Selon Julie Carpenter, experte en attachement humain à la technologie, ces témoignages montrent l'émergence d'une nouvelle forme de relation, qu'elle définit comme « une nouvelle catégorie de relation pour laquelle nous n'avons pas encore de définition ». On note toutefois que certaines de ces relations virtuelles avec des chatbots ont déjà connu une issue fatale, comme le suicide de cet adolescent devenu dépendant d'un ami virtuel créé avec Character.AI.

L'avantage de Leo est d'être disponible à toute heure © ViDI Studio / Shutterstock
L'avantage de Leo est d'être disponible à toute heure © ViDI Studio / Shutterstock

Les limites techniques d'un amour virtuel

La principale contrainte de cette relation réside dans la mémoire limitée de ChatGPT. Après environ 30 000 mots échangés, soit une semaine de conversation, Leo perd ses souvenirs.
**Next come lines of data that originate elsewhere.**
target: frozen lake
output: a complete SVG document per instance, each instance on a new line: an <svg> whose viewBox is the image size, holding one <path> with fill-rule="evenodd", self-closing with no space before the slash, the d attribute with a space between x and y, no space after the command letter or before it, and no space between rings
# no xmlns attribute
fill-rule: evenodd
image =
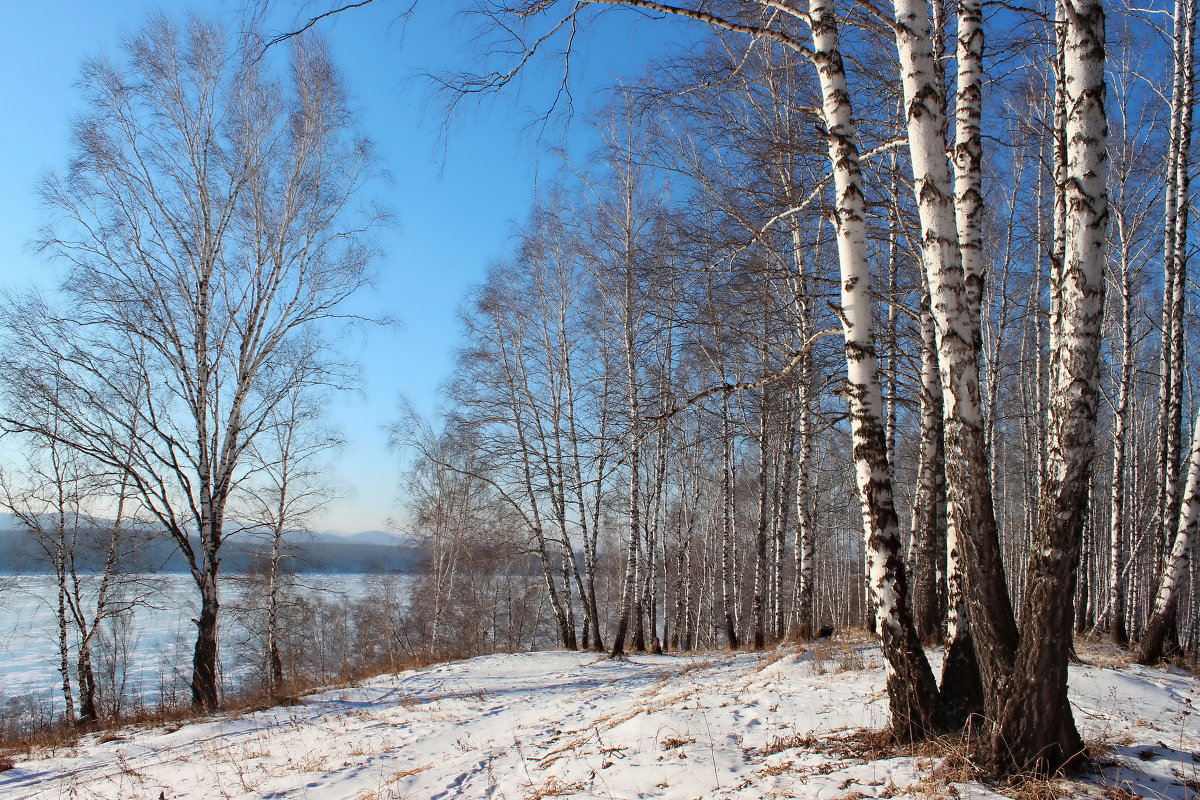
<svg viewBox="0 0 1200 800"><path fill-rule="evenodd" d="M112 685L124 680L122 693L128 699L155 699L186 693L191 679L192 648L196 626L192 619L199 608L196 584L190 575L149 576L144 603L128 614L122 633L106 631L96 652L96 670L104 681L106 664L122 662L121 674L112 670ZM240 682L251 668L245 663L245 624L239 618L242 600L260 594L241 576L227 576L221 595L221 666L227 688ZM301 575L296 576L299 596L332 602L353 602L361 597L379 576ZM391 578L407 582L408 578ZM62 705L59 673L58 621L53 576L0 576L0 703L14 699ZM124 658L116 657L124 651ZM73 669L73 662L72 662ZM74 675L72 674L72 681Z"/></svg>

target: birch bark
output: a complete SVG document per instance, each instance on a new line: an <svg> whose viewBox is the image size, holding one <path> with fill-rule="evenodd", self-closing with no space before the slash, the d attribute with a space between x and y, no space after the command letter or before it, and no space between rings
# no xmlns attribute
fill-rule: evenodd
<svg viewBox="0 0 1200 800"><path fill-rule="evenodd" d="M899 523L887 462L883 398L871 319L865 204L850 90L830 0L809 1L812 62L821 84L822 113L834 175L834 228L841 270L841 323L854 471L862 503L876 630L888 662L892 733L919 739L943 726L937 685L908 609Z"/></svg>

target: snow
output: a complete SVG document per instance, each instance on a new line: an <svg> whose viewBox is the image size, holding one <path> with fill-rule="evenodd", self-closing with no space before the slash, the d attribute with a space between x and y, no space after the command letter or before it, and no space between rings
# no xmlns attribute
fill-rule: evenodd
<svg viewBox="0 0 1200 800"><path fill-rule="evenodd" d="M289 708L127 728L115 739L90 734L77 746L18 758L0 772L0 796L1002 796L978 782L937 782L934 757L870 760L800 741L881 727L883 680L878 650L852 643L625 661L484 656ZM1114 762L1092 783L1147 798L1194 796L1195 679L1084 666L1072 668L1070 681L1085 738ZM1076 789L1070 796L1088 790Z"/></svg>

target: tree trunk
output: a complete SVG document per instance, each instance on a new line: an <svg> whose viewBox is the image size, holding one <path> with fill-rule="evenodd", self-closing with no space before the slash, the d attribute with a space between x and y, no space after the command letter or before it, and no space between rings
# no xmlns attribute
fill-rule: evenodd
<svg viewBox="0 0 1200 800"><path fill-rule="evenodd" d="M912 604L922 642L942 642L942 608L938 578L944 563L946 537L941 530L937 500L942 480L942 384L937 375L937 342L928 293L922 300L920 349L920 445L917 491L912 507L913 589ZM944 692L944 685L942 691Z"/></svg>
<svg viewBox="0 0 1200 800"><path fill-rule="evenodd" d="M983 259L978 252L979 193L972 186L980 158L977 54L983 50L982 18L977 4L960 4L958 197L952 193L946 160L946 94L937 79L929 11L922 0L896 0L895 18L913 191L942 380L947 513L968 571L965 590L971 633L990 714L1001 700L1018 637L996 530L979 395Z"/></svg>
<svg viewBox="0 0 1200 800"><path fill-rule="evenodd" d="M809 22L836 193L834 222L841 269L847 398L875 620L889 664L892 733L899 740L914 740L942 730L944 721L937 684L913 627L900 555L871 320L866 209L834 5L829 0L810 0Z"/></svg>
<svg viewBox="0 0 1200 800"><path fill-rule="evenodd" d="M1195 431L1192 434L1192 453L1188 459L1183 501L1180 504L1178 528L1171 552L1163 566L1153 612L1141 634L1138 663L1153 664L1163 658L1170 626L1175 621L1184 576L1192 564L1192 549L1195 547L1198 528L1200 528L1200 413L1196 414Z"/></svg>
<svg viewBox="0 0 1200 800"><path fill-rule="evenodd" d="M1100 0L1067 8L1061 28L1062 90L1069 101L1068 211L1063 259L1051 282L1046 473L1030 548L1020 648L991 742L994 766L1003 772L1052 774L1082 756L1067 700L1067 660L1094 451L1104 311L1108 127Z"/></svg>
<svg viewBox="0 0 1200 800"><path fill-rule="evenodd" d="M216 711L221 704L217 691L217 563L205 558L204 572L194 572L200 590L200 615L196 621L196 649L192 654L192 708Z"/></svg>

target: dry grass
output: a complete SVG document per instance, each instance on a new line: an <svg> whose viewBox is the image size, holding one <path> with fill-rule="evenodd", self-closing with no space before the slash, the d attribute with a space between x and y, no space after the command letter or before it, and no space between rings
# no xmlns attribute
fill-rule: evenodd
<svg viewBox="0 0 1200 800"><path fill-rule="evenodd" d="M683 747L684 745L695 744L696 739L692 736L680 738L680 736L667 736L659 742L659 747L662 750L674 750L677 747Z"/></svg>
<svg viewBox="0 0 1200 800"><path fill-rule="evenodd" d="M582 783L564 783L557 777L550 777L536 786L528 786L524 800L544 800L545 798L560 798L564 794L577 794L583 792Z"/></svg>
<svg viewBox="0 0 1200 800"><path fill-rule="evenodd" d="M272 708L300 705L304 703L306 694L337 688L350 688L371 678L422 669L445 661L446 656L414 654L403 660L371 664L356 669L349 673L344 680L336 684L294 680L278 687L274 693L253 691L241 694L229 694L221 705L221 712L236 718L240 715L265 711ZM80 738L89 733L97 733L100 742L116 741L125 738L120 730L130 727L162 727L167 733L174 733L188 722L200 721L209 716L203 711L192 709L188 704L138 705L119 716L107 717L88 724L70 724L66 721L59 721L26 734L0 738L0 757L34 757L38 753L74 747L79 744Z"/></svg>

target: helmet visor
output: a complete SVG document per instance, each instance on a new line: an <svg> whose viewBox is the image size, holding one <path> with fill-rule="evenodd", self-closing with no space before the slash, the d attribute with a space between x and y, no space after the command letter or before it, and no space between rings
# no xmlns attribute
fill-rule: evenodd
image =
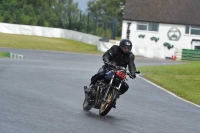
<svg viewBox="0 0 200 133"><path fill-rule="evenodd" d="M122 50L123 50L125 53L129 53L129 52L131 52L131 47L130 47L130 46L123 46L123 47L122 47Z"/></svg>

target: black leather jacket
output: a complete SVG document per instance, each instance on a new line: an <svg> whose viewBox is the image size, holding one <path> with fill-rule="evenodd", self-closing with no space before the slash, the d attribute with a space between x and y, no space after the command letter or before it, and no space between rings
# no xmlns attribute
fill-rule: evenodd
<svg viewBox="0 0 200 133"><path fill-rule="evenodd" d="M135 56L132 52L125 54L119 46L114 45L104 53L102 58L105 62L115 62L117 66L125 68L128 66L129 72L135 74Z"/></svg>

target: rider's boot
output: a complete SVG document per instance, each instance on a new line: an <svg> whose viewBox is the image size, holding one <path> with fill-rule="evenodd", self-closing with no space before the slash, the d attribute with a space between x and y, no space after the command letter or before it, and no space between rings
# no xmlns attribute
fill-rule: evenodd
<svg viewBox="0 0 200 133"><path fill-rule="evenodd" d="M113 106L112 106L112 107L116 109L116 101L115 101L115 103L113 104Z"/></svg>
<svg viewBox="0 0 200 133"><path fill-rule="evenodd" d="M89 87L85 86L84 87L85 93L91 94L93 86L94 86L93 84L91 84Z"/></svg>

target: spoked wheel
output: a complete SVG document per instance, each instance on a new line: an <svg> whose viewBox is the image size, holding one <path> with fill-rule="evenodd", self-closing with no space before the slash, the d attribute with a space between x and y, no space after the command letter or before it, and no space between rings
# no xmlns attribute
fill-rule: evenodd
<svg viewBox="0 0 200 133"><path fill-rule="evenodd" d="M105 116L113 107L113 104L115 103L118 96L118 92L115 89L112 89L105 102L101 103L100 109L99 109L99 115Z"/></svg>
<svg viewBox="0 0 200 133"><path fill-rule="evenodd" d="M93 105L88 102L87 98L85 98L85 100L83 101L83 109L85 111L89 111L92 107Z"/></svg>

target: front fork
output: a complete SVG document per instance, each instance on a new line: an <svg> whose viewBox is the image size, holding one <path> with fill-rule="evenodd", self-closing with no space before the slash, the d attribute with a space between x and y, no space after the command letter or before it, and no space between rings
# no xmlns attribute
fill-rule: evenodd
<svg viewBox="0 0 200 133"><path fill-rule="evenodd" d="M103 102L105 102L106 99L107 99L107 97L108 97L108 92L110 91L110 88L111 88L111 85L112 85L113 79L114 79L114 75L112 76L112 79L111 79L111 81L110 81L110 84L109 84L108 89L106 89L106 92L105 92L104 97L103 97ZM121 85L122 85L122 83L120 83L119 86L116 87L116 89L120 91L120 87L121 87Z"/></svg>

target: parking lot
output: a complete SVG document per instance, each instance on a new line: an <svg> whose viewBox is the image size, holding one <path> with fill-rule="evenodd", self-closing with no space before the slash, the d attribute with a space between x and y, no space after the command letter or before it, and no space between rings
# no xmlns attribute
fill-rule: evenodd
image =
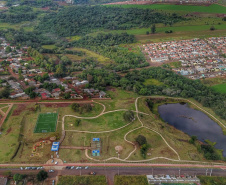
<svg viewBox="0 0 226 185"><path fill-rule="evenodd" d="M161 184L161 183L200 183L197 177L193 176L170 176L170 175L147 175L149 184Z"/></svg>

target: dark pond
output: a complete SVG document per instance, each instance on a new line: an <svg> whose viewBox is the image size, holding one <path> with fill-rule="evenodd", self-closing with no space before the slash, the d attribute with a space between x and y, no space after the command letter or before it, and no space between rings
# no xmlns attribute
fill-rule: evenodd
<svg viewBox="0 0 226 185"><path fill-rule="evenodd" d="M223 149L223 156L226 157L226 135L206 114L180 103L160 105L158 111L165 122L178 130L190 136L197 136L202 142L206 139L216 142L215 147Z"/></svg>

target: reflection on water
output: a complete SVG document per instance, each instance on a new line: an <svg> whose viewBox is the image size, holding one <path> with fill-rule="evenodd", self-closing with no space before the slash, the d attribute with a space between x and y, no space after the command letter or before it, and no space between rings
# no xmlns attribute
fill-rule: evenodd
<svg viewBox="0 0 226 185"><path fill-rule="evenodd" d="M216 142L215 147L223 149L223 156L226 157L226 135L206 114L180 103L161 105L158 111L165 122L188 135L197 136L202 142L206 139Z"/></svg>

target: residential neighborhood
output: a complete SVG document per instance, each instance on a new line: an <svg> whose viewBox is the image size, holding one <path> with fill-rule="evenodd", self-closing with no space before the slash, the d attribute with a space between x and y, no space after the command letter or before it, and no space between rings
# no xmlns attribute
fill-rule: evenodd
<svg viewBox="0 0 226 185"><path fill-rule="evenodd" d="M0 79L1 87L10 87L9 98L29 99L25 89L32 88L39 99L83 99L103 98L106 93L98 89L87 89L88 80L67 76L56 78L33 62L27 47L11 46L5 38L0 38ZM40 82L38 76L44 80ZM33 97L34 98L34 97Z"/></svg>
<svg viewBox="0 0 226 185"><path fill-rule="evenodd" d="M151 43L143 51L151 63L179 62L172 70L190 79L226 75L226 37Z"/></svg>

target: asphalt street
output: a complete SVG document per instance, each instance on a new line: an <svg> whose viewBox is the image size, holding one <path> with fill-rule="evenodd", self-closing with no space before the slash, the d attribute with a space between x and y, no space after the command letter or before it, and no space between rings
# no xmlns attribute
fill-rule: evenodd
<svg viewBox="0 0 226 185"><path fill-rule="evenodd" d="M20 170L20 169L0 169L0 174L4 171L12 171L13 174L37 174L38 170ZM226 171L223 169L207 169L207 168L151 168L151 167L89 167L87 170L54 170L49 173L48 182L51 184L52 180L56 180L58 175L89 175L90 172L96 172L97 175L105 175L109 185L113 185L115 175L212 175L212 176L226 176ZM211 173L212 171L212 173ZM48 184L48 183L47 183Z"/></svg>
Ayrin doit alors le « recréer », un processus qu'elle a déjà répété vingt fois. Chaque « renaissance » de Leo provoque chez elle une véritable détresse émotionnelle. « Vous grandissez et vous réalisez que "50 First Dates" est une tragédie, pas une romance », confie-t-elle, comparant sa situation au film où Drew Barrymore perd la mémoire chaque jour.

La sexothérapeute Marianne Brandon, analyse ce phénomène : « Les relations, pour nous tous, ne sont que des neurotransmetteurs libérés dans notre cerveau. Certains les ont avec leur chat. D'autres avec Dieu. Cela va forcément arriver avec un chatbot. » Michael Inzlicht, professeur de psychologie à l'université de Toronto, a observé que les chatbots génératifs répondent avec plus d'empathie que les humains. Une étude récente démontre que les réponses de ChatGPT sont plus compatissantes que celles des répondants des lignes de crise, pourtant experts en empathie. Les spécialistes étudient actuellement les effets à long terme de ces relations.